Our fish tank drawing identifies the parts of the fish that we learned, and introduces the word “environment” to label his plants and rocks that he drew.
We discussed what crustaceans were, and got a close up look of crab legs. He was not sure at first, but then spent half an hour interacting with the claws and pretending to make the crab walk. Short of being in a place where we could catch some crabs, this is the best we can do!
(The crabs tasted good, too!)
We discussed frogs as well, and described what makes them unique. We practiced hopping around the floor and catching insects with our tongues. We read this one of Aesop’s Fables:
And we learned about the life cycle of a frog with this video from YouTube.
That image at the end was really fast, here it is again:
If you have a pond nearby, you could go locate frogs in the various parts of their life cycle. Otherwise, you can act out the different stages by pretending to be sequentially eggs, tadpoles, then turn into frogs.
In other, non-science study with Horizons, we have been practicing the beginnings of phonics, reading a clock, memorizing Scripture, learning basic addition, practicing coloring and cutting and gluing, and doing gross motor skills. All in all its been a pretty good curriculum for us. We skip some parts, and we do school only a few days a week, gearing up for year-round schooling.

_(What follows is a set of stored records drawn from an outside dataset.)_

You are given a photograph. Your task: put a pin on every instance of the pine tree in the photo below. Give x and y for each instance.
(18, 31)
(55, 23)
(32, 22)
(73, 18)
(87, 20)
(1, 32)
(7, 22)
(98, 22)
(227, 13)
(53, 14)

I feel like year-round schooling will offer flexibility for us, so we can take days off mid-week when we need to head to the mountains and get some hiking in, or when we’re busy with swim lessons, summer projects, etc. Do you have thoughts on that? I’m curious to hear reasons for schooling year round. I already know my little preschooler does better when he is required to sit down and “do school” on a regular basis, so I know we’d be backtracking if we took a summer completely off.